I have quite a few brushes with black ferrules that are celluloid. Most are hard rubber. But the ferrule on that brush is clearly faux ivory or ivoroid, a celluloid copy of ivory. It is quite stunning with those curved layers.
I thought all the brushes with the clear plastic bases were lucite until I got this brush:
The base is amber clear celluloid and the ferrule is cream celluloid. Same materials as yours with a different twist. This is one of my favorite brushes, I think the combination is lovely, and I'd say yours is even more pleasing.
This combination is not common in my experience. Good thing you didn't overheat either part as you were cleaning it. I had a celluloid ferrule turn to mush in my hands when I hit the inside too hard with a sanding drum, lucky it didn't light up.

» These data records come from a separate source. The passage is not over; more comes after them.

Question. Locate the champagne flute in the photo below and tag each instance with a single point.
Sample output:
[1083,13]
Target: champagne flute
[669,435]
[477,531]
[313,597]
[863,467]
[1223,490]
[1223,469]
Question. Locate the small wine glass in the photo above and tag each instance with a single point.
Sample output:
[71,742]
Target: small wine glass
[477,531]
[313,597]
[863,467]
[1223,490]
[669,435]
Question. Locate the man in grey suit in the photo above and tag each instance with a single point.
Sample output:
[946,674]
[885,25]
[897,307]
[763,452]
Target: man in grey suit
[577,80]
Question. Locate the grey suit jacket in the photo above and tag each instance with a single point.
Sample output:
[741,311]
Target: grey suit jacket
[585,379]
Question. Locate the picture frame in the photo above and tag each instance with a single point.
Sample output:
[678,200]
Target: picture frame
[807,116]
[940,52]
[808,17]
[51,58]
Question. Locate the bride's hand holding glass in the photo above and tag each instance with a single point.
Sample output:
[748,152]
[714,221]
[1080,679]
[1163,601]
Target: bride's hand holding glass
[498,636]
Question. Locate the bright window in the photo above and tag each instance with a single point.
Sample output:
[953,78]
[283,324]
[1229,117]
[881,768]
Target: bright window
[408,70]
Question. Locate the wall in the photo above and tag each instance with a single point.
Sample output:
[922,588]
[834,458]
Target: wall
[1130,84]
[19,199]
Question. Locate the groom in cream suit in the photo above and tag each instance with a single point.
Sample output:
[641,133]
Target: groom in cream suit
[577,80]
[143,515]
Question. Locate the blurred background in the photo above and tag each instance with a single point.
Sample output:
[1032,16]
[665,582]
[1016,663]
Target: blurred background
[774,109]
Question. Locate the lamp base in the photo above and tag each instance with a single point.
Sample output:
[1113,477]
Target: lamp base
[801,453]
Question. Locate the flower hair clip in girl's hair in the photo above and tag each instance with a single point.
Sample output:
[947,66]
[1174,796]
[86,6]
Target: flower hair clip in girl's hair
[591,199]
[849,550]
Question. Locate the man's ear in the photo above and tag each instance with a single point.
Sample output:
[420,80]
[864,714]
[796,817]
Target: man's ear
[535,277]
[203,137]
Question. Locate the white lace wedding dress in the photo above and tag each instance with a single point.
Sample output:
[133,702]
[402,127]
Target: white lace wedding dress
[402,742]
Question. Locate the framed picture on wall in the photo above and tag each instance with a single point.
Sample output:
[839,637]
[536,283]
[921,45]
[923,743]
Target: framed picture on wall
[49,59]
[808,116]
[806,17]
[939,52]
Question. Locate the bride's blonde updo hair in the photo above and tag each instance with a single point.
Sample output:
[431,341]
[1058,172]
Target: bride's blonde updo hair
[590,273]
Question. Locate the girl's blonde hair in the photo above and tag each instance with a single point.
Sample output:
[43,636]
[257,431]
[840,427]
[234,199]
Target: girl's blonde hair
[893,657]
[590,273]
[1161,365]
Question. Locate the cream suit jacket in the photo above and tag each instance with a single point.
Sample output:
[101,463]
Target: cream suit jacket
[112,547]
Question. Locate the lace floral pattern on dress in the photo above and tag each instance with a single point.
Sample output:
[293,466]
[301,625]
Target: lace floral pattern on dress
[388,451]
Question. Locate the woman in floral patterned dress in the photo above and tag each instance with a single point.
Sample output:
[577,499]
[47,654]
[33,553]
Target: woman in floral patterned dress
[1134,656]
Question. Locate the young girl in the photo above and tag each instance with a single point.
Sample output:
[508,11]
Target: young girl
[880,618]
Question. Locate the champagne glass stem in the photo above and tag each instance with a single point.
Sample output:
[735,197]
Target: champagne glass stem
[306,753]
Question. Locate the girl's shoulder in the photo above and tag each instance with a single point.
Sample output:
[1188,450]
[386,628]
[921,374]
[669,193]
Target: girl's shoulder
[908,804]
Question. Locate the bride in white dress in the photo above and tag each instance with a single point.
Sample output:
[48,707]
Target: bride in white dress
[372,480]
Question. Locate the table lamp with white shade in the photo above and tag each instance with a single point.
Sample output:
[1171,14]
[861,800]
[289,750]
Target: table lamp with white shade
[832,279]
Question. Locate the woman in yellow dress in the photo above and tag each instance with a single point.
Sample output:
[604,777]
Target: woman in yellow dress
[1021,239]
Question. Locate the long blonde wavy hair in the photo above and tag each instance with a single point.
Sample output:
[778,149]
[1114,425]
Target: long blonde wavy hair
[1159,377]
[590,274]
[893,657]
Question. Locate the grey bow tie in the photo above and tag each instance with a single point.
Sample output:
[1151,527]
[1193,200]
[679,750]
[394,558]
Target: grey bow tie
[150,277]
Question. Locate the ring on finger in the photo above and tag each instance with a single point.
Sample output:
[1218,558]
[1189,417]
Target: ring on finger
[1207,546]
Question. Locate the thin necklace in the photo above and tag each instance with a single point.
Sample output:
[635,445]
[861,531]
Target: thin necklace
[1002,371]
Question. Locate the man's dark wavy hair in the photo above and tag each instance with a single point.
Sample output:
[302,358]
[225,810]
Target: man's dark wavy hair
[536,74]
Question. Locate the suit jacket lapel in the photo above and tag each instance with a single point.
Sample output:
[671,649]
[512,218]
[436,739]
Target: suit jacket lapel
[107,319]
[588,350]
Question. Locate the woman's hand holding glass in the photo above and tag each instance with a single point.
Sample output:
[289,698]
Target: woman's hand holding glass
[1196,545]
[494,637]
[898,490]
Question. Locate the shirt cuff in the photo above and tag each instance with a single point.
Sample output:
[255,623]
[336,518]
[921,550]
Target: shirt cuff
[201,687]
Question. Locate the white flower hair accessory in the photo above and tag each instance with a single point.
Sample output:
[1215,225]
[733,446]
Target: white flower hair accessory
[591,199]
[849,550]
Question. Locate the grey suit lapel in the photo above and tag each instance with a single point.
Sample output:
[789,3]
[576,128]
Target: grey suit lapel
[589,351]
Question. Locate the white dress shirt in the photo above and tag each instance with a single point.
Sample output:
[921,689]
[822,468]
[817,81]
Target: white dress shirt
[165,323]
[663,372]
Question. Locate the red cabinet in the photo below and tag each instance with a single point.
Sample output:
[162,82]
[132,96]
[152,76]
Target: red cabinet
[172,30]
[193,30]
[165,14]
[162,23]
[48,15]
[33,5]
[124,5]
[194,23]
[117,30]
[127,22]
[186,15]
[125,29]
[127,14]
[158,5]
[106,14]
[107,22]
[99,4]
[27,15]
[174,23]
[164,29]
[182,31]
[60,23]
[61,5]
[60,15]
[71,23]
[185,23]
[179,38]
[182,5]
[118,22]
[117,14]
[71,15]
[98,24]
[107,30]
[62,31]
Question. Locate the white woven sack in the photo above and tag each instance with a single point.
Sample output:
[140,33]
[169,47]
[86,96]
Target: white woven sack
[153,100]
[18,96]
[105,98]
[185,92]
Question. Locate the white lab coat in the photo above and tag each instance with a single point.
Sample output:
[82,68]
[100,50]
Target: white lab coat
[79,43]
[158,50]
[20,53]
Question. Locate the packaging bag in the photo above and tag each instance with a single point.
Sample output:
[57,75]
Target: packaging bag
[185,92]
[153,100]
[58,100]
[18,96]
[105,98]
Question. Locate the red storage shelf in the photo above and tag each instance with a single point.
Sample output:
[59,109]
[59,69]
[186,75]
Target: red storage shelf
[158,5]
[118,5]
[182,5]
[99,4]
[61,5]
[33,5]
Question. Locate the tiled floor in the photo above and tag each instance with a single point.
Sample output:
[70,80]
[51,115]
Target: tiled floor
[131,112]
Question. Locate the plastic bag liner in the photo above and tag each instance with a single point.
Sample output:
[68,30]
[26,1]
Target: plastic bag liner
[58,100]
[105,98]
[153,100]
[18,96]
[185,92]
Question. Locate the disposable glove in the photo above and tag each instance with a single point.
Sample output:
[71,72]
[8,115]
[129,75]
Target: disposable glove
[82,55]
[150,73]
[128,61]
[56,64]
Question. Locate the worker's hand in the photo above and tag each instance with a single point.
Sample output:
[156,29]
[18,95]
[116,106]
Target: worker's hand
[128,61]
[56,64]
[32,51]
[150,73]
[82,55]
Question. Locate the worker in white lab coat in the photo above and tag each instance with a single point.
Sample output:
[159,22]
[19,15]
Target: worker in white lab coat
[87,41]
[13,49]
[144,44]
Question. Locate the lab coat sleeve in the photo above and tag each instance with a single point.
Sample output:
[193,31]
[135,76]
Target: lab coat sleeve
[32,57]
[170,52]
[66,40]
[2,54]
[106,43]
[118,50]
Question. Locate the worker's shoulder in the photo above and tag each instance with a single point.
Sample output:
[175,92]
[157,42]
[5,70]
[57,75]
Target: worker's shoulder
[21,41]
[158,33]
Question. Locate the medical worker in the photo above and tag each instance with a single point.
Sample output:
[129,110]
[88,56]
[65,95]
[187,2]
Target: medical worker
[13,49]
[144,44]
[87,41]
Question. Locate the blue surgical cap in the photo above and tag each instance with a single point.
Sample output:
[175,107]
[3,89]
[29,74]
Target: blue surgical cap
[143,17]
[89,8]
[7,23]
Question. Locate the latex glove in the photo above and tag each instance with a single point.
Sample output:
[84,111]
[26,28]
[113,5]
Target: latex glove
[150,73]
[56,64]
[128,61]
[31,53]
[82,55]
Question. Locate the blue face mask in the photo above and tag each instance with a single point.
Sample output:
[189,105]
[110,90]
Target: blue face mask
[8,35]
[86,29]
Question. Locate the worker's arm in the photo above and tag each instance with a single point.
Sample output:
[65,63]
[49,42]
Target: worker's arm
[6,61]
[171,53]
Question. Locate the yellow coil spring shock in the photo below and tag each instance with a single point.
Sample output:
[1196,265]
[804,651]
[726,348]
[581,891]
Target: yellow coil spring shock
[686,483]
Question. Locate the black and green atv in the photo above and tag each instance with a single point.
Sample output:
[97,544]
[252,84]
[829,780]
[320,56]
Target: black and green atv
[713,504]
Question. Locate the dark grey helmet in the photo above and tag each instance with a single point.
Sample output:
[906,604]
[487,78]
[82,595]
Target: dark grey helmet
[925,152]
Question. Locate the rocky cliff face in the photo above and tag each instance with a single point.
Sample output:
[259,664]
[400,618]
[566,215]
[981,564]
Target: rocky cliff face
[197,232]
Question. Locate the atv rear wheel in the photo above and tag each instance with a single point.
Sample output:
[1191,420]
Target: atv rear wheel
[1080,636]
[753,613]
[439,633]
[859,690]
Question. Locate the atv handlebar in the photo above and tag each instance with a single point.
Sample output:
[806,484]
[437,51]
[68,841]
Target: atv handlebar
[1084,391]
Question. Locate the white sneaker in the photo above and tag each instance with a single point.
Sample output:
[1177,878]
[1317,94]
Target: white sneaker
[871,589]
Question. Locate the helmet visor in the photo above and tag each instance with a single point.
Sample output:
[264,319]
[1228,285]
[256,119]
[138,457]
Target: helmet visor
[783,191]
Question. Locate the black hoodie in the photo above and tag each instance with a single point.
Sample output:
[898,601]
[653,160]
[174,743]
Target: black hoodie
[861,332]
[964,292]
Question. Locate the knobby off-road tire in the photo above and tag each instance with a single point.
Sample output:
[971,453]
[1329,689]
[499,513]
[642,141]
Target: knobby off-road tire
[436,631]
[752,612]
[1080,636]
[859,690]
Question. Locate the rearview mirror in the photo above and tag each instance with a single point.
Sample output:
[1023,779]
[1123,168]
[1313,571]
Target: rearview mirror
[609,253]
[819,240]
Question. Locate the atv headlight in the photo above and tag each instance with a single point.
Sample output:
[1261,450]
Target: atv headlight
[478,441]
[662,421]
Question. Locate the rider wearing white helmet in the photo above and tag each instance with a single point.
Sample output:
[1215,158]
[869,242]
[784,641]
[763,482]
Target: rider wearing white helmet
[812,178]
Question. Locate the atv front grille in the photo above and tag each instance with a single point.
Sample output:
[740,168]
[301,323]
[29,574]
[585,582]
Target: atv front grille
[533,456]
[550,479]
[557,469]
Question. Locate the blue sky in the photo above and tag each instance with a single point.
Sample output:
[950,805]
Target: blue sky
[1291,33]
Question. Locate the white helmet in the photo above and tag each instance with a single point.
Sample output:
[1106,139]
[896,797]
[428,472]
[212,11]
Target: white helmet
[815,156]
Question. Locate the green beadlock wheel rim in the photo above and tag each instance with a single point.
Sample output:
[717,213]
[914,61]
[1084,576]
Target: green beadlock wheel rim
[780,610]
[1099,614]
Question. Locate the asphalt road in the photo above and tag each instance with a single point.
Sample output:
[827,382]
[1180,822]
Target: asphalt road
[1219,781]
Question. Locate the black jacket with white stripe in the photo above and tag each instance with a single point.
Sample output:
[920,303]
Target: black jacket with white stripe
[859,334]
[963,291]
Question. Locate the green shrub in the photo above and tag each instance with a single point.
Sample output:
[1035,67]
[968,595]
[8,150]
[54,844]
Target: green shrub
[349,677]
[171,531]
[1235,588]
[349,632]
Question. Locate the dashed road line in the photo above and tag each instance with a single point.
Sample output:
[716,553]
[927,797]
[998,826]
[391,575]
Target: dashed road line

By the way, the base on yours looked green to me, but it must be said that I am partly red-green color blind so on closer inspection I realize it may not be green, but it is stunning nonetheless.
It didn't take much to polish, honestly. When I bought the brush from the antique store, everything looked kind of funky. When I got it home, I got a wet rag with a little Dawn dishwashing soap on it and that was enough to clean it up. Just to make sure I wasn't missing anything, I took some 3M rubbing compound on a dry rag and polished everything up. I'm not sure how much of a difference it made, but I thought it couldn't hurt.
I didn't have to do anything labor intensive to it, it was actually a really easy restoration. Sorry I don't have anything more dramatic!